[SYCL][E2E] Add functionality to split build and run of e2e tests #16016

ayylol · 2024-11-07T17:58:51Z

Adds functionality to split the compilation and execution of e2e tests across separate machines.

This functionality is enabled via the test-mode lit parameter. By default this is set to full and tests are built and ran on the same system, just like before. setting test-mode to either run-only or build-only enables the test splitting.

Two new lit features have been added: run-mode which is enabled when either in run-only or full testing mode, and build-and-run-mode which is only enabled when in full testing mode.

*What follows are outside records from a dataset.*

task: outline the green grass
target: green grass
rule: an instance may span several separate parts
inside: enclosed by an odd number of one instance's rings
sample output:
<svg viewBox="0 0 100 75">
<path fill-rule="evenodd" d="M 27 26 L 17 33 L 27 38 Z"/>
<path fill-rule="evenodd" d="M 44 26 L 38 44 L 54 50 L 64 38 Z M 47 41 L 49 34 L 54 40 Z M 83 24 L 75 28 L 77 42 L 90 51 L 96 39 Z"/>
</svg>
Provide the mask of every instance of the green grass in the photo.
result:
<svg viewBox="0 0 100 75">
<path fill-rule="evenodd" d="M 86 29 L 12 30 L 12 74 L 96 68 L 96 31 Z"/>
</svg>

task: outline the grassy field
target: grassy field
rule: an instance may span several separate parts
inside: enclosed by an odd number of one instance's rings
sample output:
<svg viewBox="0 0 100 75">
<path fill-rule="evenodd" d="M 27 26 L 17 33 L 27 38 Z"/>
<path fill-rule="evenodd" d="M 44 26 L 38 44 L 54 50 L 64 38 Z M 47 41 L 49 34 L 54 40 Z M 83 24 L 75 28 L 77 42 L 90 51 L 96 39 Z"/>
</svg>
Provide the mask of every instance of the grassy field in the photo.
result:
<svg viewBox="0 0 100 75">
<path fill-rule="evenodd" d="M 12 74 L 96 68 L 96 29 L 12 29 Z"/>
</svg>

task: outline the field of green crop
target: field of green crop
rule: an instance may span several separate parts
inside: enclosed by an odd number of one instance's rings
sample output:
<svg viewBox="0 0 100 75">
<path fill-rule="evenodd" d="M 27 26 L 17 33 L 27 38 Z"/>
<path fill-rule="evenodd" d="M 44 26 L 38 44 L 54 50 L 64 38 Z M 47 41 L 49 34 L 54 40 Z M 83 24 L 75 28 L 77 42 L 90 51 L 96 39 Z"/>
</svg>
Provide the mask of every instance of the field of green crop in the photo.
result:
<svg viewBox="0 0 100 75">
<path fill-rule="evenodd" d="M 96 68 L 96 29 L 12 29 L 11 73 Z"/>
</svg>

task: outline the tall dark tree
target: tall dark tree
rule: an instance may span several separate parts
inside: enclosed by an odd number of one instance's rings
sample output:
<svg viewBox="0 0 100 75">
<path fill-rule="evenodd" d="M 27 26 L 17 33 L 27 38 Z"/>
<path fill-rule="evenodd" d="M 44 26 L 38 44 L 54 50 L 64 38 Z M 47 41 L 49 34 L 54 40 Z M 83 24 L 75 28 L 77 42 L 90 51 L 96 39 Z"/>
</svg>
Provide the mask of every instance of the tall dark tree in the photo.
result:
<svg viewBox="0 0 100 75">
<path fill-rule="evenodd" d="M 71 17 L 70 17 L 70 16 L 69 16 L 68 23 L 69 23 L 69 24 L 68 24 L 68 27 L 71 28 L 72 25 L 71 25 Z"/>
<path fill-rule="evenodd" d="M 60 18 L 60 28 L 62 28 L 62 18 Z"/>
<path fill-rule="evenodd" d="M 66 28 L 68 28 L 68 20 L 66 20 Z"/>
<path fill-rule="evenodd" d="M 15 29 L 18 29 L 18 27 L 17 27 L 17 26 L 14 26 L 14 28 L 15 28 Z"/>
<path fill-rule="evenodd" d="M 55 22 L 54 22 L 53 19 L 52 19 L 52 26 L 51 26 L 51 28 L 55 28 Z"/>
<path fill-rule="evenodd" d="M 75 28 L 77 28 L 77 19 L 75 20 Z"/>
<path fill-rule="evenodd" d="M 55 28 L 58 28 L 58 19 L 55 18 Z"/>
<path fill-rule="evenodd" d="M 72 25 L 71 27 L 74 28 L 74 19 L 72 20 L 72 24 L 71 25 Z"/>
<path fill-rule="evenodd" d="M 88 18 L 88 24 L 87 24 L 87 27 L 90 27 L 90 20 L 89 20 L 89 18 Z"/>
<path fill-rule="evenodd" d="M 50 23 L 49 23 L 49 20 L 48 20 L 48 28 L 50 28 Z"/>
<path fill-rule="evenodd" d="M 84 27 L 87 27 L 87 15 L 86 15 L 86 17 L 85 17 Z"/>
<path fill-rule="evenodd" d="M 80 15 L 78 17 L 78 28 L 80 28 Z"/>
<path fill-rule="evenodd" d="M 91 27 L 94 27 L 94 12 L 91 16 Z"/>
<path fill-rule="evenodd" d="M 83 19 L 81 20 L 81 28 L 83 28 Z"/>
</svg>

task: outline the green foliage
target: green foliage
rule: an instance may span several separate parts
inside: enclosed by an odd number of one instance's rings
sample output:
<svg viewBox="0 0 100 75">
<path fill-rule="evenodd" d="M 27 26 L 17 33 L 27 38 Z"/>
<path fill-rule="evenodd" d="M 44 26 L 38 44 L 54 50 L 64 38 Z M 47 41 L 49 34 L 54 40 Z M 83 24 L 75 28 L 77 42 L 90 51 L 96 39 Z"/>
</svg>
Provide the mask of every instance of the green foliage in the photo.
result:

When in build-only mode all tests that can be built on the system will be built. When running a lit test in this mode two key things change:

All RUN: lines will be executed unless they contain %{run}, %{run-unfiltered-devices} or %if run-mode.
Unsupported and requires statements are ignored. Currently the only way to mark tests as unsupported in build only mode is to include build-and-run-mode in a requires statement, or use UNSUPPORTED: true.

When in run-only mode tests are not built, they are only executed. Deciding whether a test is supported in this mode works the same as in full mode. To only execute the tests we ignore all lit RUN: lines unless they contain %{run}, %{run-unfiltered-devices} or %if run-mode. Since we do not build the tests in this mode, for any test to pass we must have ran the tests in either build-only or full modes.

Some notes/current limitations:

Currently only the spir64 triple is supported for the build only mode.
If a test is able to build, but fails during running we need to mark it as XFAILS: run-mode so that it does not XPASS when in build-only mode.
The build-only mode can be ran manually on CI with the SYCL E2E action, selecting the "Linux, build" runner, and adding --param test-mode=build-only to LIT_OPTS. This pr does not have the needed CI changes to be able to use the run only mode.

ayylol · 2024-11-07T18:02:30Z

@uditagarwal97 @sarnex @aelovikov-intel

Closed #15728 and reopened in this pr so that it is not a sycl-devops-pr and runs unnecessary checks.

Going to leave this marked as draft until you guys review and are ok with the changes in format.py and lit.cfg.py, then mark as open so that it pings the tests owners after

https://github.com/intel/llvm/actions/runs/11725963631 is the latest dry-run of build only

but are marked as XFAIL in different ways

Added a run-line to one test as well

sarnex · 2024-11-12T15:41:56Z

@ayylol Sorry just to double check, is this ready for review from us CI people or is it still in progress? Thx.

ayylol · 2024-11-12T15:49:25Z

@ayylol Sorry just to double check, is this ready for review from us CI people or is it still in progress? Thx.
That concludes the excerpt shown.